Each agent run is broken down into steps — a structured trace of the phases the worker goes through during execution. Steps provide a timeline of what happened within a run, making it straightforward to identify where a failure occurred or where time was spent.

Steps are recorded in execution order:

StepWhat happens
CONFIG_RESOLVEResolve the worker's effective configuration (model, tools, prompts)
WORKTREE_CREATECreate an isolated git worktree for the worker to operate in
BACKEND_DISPATCHSend the task to the AI backend and wait for completion
MR_CREATECreate a merge request from the worker's changes
EVALTrigger quality evaluation of the worker's output
GUARDRAILRun any configured guardrail checks
CLEANUPClean up temporary resources (worktrees, temp files)

Each step tracks its own status (RUNNING, SUCCESS, FAILED, SKIPPED), start and end timestamps, and optional input/output summaries. Not every run includes every step — for example, a run that fails during BACKEND_DISPATCH will not have an MR_CREATE step.

Reading a step trace

A typical successful run produces a step trace like this:

OrderStepStatusDuration
1CONFIG_RESOLVESUCCESS1.2s
2WORKTREE_CREATESUCCESS3.4s
3BACKEND_DISPATCHSUCCESS142.7s
4MR_CREATESUCCESS5.1s
5EVALSUCCESS0.3s
6CLEANUPSUCCESS1.8s

This makes it clear that the vast majority of time was spent in BACKEND_DISPATCH — the actual AI execution. If a run is slow, the step trace tells you whether the bottleneck is in configuration resolution, worktree setup, or the AI backend itself.

Run artifacts

A run can produce artifacts — output files and content generated during execution. Artifacts are stored alongside the run record so you can review what the worker produced without searching through file systems or git history.

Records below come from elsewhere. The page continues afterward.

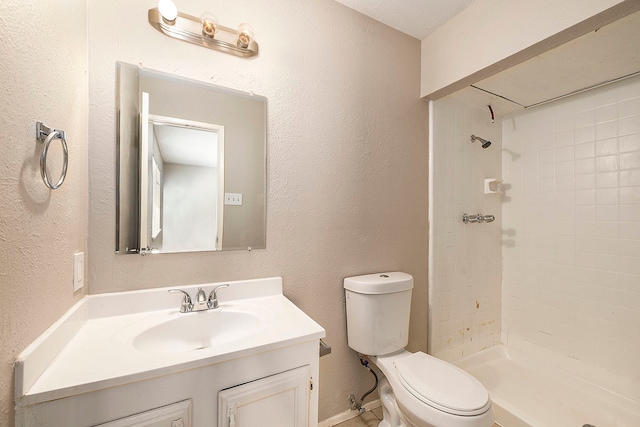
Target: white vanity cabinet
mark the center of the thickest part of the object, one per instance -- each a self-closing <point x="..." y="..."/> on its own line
<point x="93" y="379"/>
<point x="176" y="415"/>
<point x="281" y="400"/>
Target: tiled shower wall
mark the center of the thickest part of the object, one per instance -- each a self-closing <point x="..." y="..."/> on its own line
<point x="465" y="260"/>
<point x="571" y="240"/>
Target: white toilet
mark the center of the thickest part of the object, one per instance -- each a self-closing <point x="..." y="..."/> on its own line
<point x="416" y="390"/>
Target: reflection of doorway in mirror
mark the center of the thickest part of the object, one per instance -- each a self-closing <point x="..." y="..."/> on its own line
<point x="191" y="186"/>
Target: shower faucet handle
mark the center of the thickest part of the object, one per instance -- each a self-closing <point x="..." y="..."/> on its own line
<point x="472" y="218"/>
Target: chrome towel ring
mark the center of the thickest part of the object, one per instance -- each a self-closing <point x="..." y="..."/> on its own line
<point x="46" y="134"/>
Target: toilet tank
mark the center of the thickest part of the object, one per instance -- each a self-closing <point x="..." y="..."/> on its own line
<point x="378" y="309"/>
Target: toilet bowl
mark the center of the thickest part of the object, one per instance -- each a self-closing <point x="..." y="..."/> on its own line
<point x="416" y="389"/>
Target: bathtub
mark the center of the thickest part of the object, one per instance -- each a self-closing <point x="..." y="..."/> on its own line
<point x="528" y="393"/>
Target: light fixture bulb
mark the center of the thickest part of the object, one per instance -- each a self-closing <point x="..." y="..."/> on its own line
<point x="168" y="11"/>
<point x="209" y="24"/>
<point x="245" y="35"/>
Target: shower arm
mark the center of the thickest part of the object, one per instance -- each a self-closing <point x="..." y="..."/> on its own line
<point x="473" y="139"/>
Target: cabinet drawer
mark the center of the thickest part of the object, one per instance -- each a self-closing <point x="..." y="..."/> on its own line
<point x="174" y="415"/>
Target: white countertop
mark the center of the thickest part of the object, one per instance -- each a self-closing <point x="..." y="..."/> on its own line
<point x="93" y="341"/>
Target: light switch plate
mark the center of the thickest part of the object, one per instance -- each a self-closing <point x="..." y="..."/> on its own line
<point x="233" y="199"/>
<point x="78" y="271"/>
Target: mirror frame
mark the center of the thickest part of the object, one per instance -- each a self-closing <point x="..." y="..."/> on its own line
<point x="128" y="89"/>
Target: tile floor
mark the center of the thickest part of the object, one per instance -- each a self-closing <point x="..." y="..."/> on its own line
<point x="368" y="419"/>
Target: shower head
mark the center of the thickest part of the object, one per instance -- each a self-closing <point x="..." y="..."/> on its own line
<point x="485" y="143"/>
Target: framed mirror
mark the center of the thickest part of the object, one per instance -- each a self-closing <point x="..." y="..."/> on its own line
<point x="191" y="165"/>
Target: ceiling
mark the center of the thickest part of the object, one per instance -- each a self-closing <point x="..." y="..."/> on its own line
<point x="609" y="53"/>
<point x="417" y="18"/>
<point x="598" y="57"/>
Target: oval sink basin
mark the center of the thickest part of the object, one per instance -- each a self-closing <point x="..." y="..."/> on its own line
<point x="201" y="330"/>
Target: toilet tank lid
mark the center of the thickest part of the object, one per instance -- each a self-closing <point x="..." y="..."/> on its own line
<point x="379" y="283"/>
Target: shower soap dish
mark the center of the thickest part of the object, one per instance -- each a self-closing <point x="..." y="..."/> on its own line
<point x="492" y="186"/>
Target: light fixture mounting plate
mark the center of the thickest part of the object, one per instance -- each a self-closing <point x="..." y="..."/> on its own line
<point x="189" y="28"/>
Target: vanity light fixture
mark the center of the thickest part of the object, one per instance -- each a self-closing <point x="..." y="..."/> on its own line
<point x="204" y="31"/>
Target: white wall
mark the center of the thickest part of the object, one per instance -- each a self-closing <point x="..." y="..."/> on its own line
<point x="572" y="257"/>
<point x="190" y="204"/>
<point x="43" y="46"/>
<point x="347" y="158"/>
<point x="489" y="36"/>
<point x="464" y="260"/>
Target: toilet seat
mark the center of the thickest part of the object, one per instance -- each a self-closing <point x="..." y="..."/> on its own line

Artifact typeWhat it contains
OUTPUT_JSONThe structured JSON output from the worker (status, summary, file list)
DIFFThe git diff of changes the worker made
LOGExecution log output
MR_DESCRIPTIONThe merge request description the worker generated

Small artifacts are stored inline as text content. Larger artifacts (such as full execution logs) are stored by reference — the run record contains a pointer to the artifact's storage location rather than the content itself.

How agent runs connect to other modules

Agent runs sit at the intersection of several platform modules:

  • PPM — a work item triggers the dispatch that creates the agent run. The run links back to the work item, so you can see all runs associated with a piece of work.
  • WRM workers — the run records which worker was dispatched and which model/provider it actually used.
  • FND jobs — each dispatch creates a Foundation job record for concurrency control. The FND job system enforces limits on how many workers can run simultaneously.
  • Eval scorers — after a successful run, evaluation scorers can assess the quality of the work. Eval results are linked to the run they assessed. See Eval Scorers for details.
  • Cost management — run cost data feeds into budget tracking and provider health monitoring. See Cost Management for details.